- Italian film poster
- Directed by: Duccio Tessari
- Screenplay by: Adriano Baracco; Ennio De Concini; Brian Degas; Tudor Gates; Duccio Tessari;
- Story by: Ennio De Concini
- Produced by: Turi Vasile
- Starring: Virna Lisi; Peter McEnery; Gabriele Ferzetti; Jean Servais; Nino Terzo; Lando Buzzanca;
- Cinematography: Ennio Guarnieri
- Edited by: Mario Morra
- Music by: Carlo Rustichelli
- Production companies: Ultra Film; Universal Productions France;
- Distributed by: Universal Pictures
- Release date: 9 October 1968 (Italy);
- Running time: 105 minutes
- Countries: Italy; France;
- Language: Italian

= Better a Widow =

Better a Widow (Meglio vedova) is a 1968 Italian comedy film.
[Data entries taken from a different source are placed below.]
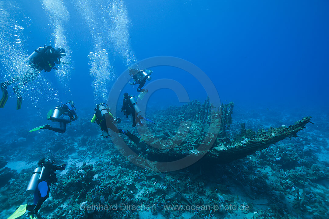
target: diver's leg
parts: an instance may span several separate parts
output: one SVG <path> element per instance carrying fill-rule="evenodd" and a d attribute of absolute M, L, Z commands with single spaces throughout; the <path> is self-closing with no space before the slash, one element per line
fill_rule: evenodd
<path fill-rule="evenodd" d="M 45 126 L 43 128 L 46 129 L 48 129 L 48 130 L 53 131 L 54 132 L 58 132 L 59 133 L 61 133 L 63 134 L 64 134 L 65 132 L 65 131 L 66 130 L 66 123 L 64 123 L 64 122 L 60 122 L 59 128 L 55 128 L 54 127 L 52 127 L 50 125 L 48 125 Z"/>
<path fill-rule="evenodd" d="M 60 122 L 68 124 L 71 122 L 71 119 L 67 115 L 62 115 L 59 118 L 52 118 L 51 120 L 54 120 Z"/>
<path fill-rule="evenodd" d="M 111 119 L 110 119 L 110 120 Z M 119 131 L 119 129 L 118 129 L 118 128 L 116 127 L 116 126 L 114 125 L 114 123 L 113 123 L 113 122 L 112 121 L 110 121 L 110 120 L 106 121 L 106 124 L 108 128 L 111 129 L 115 133 L 121 133 Z"/>
<path fill-rule="evenodd" d="M 131 111 L 131 118 L 133 120 L 133 127 L 135 127 L 136 126 L 136 111 L 135 111 L 135 109 L 133 109 Z"/>
<path fill-rule="evenodd" d="M 38 213 L 38 211 L 41 207 L 41 205 L 49 197 L 49 192 L 50 191 L 49 184 L 45 181 L 43 181 L 39 183 L 38 184 L 38 189 L 40 191 L 40 197 L 36 204 L 36 207 L 34 208 L 34 213 L 36 214 Z"/>
<path fill-rule="evenodd" d="M 62 115 L 61 115 L 60 118 L 57 119 L 56 120 L 60 122 L 59 128 L 55 128 L 52 127 L 50 125 L 47 125 L 45 126 L 43 128 L 51 130 L 56 132 L 61 133 L 62 134 L 64 134 L 65 132 L 65 131 L 66 131 L 66 125 L 70 122 L 71 119 L 68 116 Z"/>
<path fill-rule="evenodd" d="M 144 89 L 142 89 L 142 88 L 143 87 L 143 86 L 144 86 L 144 85 L 145 84 L 145 80 L 143 80 L 142 81 L 141 83 L 139 84 L 139 86 L 137 88 L 137 91 L 139 92 L 143 92 L 145 90 Z"/>
<path fill-rule="evenodd" d="M 99 123 L 99 126 L 101 127 L 102 131 L 106 132 L 107 133 L 109 132 L 107 130 L 107 126 L 106 125 L 106 119 L 105 116 L 103 116 L 103 119 Z"/>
It stars actor Gabriele Ferzetti.

==Cast==
- Virna Lisi: Rosa Minniti
- Peter McEnery: Tom Proby
- Gabriele Ferzetti: don Calogero Minniti
- Jean Servais: Baron Misceni
- Lando Buzzanca: Massito
- Agnès Spaak: prostitute
- Nino Terzo: Carmelo
- Carla Calò: governante di Rosa
- Roy Bosier: direttore d'orchestra
- Bruno Lauzi: direttore d'albergo

==Reception==
"Werb." of Variety found the film to be a "modest imitation" of American styled romantic adventure films, noting "fine photography, sets, costuming and music" but that "screenplay is one of the major flaws but it is difficult to determine whether vet Italo writer Ennio De Concini and director Duccio Tessari are responsible or whether fault is with collaborators Brian Degas and Tudor Gates."